The benefits of opening federal sites to drilling
While headlines have reported a boom in US oil and gas production, that boom has been related almost exclusively to exploration and development on private and state lands and waters. Even that limited expansion has had profound effects. Opening up Federal resources — in addition to private and state resources — to exploration and development can accelerate all of those trends. But recent administrations have yet to follow through on promises to allow access to Federal resources, instead proposing to levy increased taxes on oil and gas production.These calculations make sense to me. They can also be to some extent extrapolated from the similar gains in the private sector where the government has not been able to curb the growth. It is weird that Obama claims to be looking for additional revenue, but is not willing to open these areas to energy production which would produce more revenue than tax increases he has proposed while also increasing economic growth. I think he is allowing his carbon phobia to overrule common sense which he claims to be for.
The findings of this paper demonstrate that opening federal land that is currently closed-off because of statutory or administrative action would lead to broadbased economic stimulus, including increasing GDP, employment, and wages. Specifically:
1. GDP increase:
a. $127 billion annually for the next seven years.
b. $450 billion annually in the next thirty years.
c. $14.4 trillion cumulative increase in economic activity over the next thirty-seven years.

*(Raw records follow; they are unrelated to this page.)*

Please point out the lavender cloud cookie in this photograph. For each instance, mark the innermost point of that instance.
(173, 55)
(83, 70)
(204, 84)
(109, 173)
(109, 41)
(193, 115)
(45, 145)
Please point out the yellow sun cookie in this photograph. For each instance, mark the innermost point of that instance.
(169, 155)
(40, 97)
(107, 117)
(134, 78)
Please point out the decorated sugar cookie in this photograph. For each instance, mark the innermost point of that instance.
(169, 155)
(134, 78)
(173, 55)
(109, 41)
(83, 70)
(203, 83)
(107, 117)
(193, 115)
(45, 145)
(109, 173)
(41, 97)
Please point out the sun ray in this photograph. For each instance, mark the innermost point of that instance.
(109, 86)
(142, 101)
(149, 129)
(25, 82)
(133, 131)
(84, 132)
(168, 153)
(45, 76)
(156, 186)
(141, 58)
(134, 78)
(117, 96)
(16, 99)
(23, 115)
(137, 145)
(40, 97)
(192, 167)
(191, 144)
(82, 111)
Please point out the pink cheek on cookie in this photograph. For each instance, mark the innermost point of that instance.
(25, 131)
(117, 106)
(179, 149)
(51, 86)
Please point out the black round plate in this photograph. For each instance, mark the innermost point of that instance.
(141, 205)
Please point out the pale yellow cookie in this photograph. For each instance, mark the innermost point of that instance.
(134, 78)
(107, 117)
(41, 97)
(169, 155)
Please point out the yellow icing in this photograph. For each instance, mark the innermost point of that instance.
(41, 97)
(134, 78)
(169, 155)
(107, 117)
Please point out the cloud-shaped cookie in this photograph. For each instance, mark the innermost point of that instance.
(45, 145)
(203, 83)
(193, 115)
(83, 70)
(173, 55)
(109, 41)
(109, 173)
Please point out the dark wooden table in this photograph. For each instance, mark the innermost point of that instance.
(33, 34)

Note: These estimates include “spill-over” effects, or gains that extend from one location to another location. For example, increased oil production in the Gulf of Mexico might lead to more automobile purchases that would increase economic activity in Michigan. Spillover effects would add an estimated $69 billion annually in the next seven years and $250 billion over thirty years.
2. Job increases:
a. 552,000 jobs annually over the next seven years
b. Almost 2 million jobs annually over the next 30 years.
Note: Jobs gains would be felt in high-wage, high-skill employment like health care, education, professional fields, and the arts.
3. Wage increases:
a. $32 billion increase in annual wages over the next seven years.
b. $115 billion annually between 7 and 30 years.
c. $3.7 trillion cumulative increase over 37 years.
4. Increases in tax revenues:
a. $2.7 trillion increase in federal tax revenues over 37 years.
b. $1.1 trillion in state and local tax revenues over 37 years.
c. $24 billion annual federal tax revenue over the next seven years, $86 billion annually thereafter.
d. $10.3 billion annual state and local tax revenue over the next seven years, $35.5 billion annually thereafter.
Conclusion: The economic impulses created by opening Federal lands and waters to oil and gas extraction could therefore help significantly to spur economic growth — and help break the economy out of its sluggish post-recessionary malaise. Importantly, those benefits would be realized without any increase in direct government spending. Rather, increased output would refill national, state, and local government coffers — currently depleted by the current economic crises — without additional government outlays.